Матушка, подхватив под руку, повела меня наверх, в покои, на ходу давая распоряжение Зарике. Та, выслушав, помчалась его выполнять. Вот с маменькой служанка никогда не спорила, старательно выполняла свои обязанности и чуть ли в рот ей не заглядывала. Со мной же постоянно спорила и язвила. О, сколько раз я закатывала истерики, требуя уволить эту несносную и дерзкую женщину. Однако родительница не желала ничего слушать, обвиняя меня, в свою очередь, в излишней мнительности. Якобы я себе напридумывала все случаи проявленной дерзости со стороны прислуги. Сама же она продолжала считать Зарику самой преданной и исполнительной служанкой. Поэтому мы продолжали друг друга тихо ненавидеть и портить одна другой жизнь. Ну так, по мелочи.

Вот почему я сначала и не поверила, что успела настолько поправиться, справедливо подозревая служанку в такой подлости, как ушивание вещей. С неё станется! Эта жестокая женщина могла и не такое придумать. Взять хотя бы колтуны в волосах. Как то раз она не настояла на том, чтобы заплести мне волосы на ночь, а я слишком устала, чтобы обратить на это внимание. Иначе такой фортель у неё бы не прошёл. Зарика, конечно, что-то вяло лепетала о необходимости ночной причёски, но кто же эту гадюку слушал? Проснувшись после беспокойного сна, на протяжении ночи, постоянно путаясь и потихоньку вырывая длинные волосы, я обнаружила здоровенный колтун! С криками и слезами предпринимались попытки его распутать. Не тут то было! Пришлось обрезать роскошную шевелюру на целых тридцать сантиметров. Моя гордость до того памятного момента достигала до внутреннего сгиба колена. Теперь же еле-еле прикрывала выдающуюся часть тела пониже поясницы. Как это было унизительно! Никто, кроме прислуги, родителей и, собственно меня, не знал о теперешней длине волос. Однако чувствовала я себя как самая последняя беднячка. Только у неимущих они могли быть настолько короткими.

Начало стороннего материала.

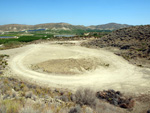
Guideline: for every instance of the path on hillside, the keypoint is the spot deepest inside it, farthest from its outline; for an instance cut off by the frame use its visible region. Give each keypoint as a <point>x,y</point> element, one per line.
<point>120,75</point>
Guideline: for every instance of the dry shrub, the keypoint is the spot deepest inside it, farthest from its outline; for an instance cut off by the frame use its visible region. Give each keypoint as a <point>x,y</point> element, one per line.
<point>29,94</point>
<point>28,109</point>
<point>85,97</point>
<point>104,107</point>
<point>76,109</point>
<point>10,106</point>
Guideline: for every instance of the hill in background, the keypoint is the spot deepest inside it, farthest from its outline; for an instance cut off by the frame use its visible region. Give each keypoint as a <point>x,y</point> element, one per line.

Если взять, к примеру, мою вражину Зарику, так вот, у неё волосы опускались чуть ниже лопаток. Не иначе, таким изощрённым образом эта зараза пыталась меня унизить. Впрочем, несмотря ни на что, я с достоинством перенесла подлый удар, всего лишь месяц пропив успокоительное. На какое-то время нервы стали крепки, как стальные прутья. Бесспорно, это был плюс, единственный, который я смогла вынести из данной ситуации. Разумеется, я ничего не забыла, заботливо занеся этот возмутительный случай в любимую тетрадь. Записи в ней велись с момента покупки. Дай бог памяти, года три, как я имела удовольствие быть счастливой обладательницей сего чуда. Уж не знаю, как они умудрились вложить в неё столько силы, что позволяла увеличивать и уменьшать толщину и размер. Была она безумно дорогой и редкой, так как божественным благословением были наделены только вранги.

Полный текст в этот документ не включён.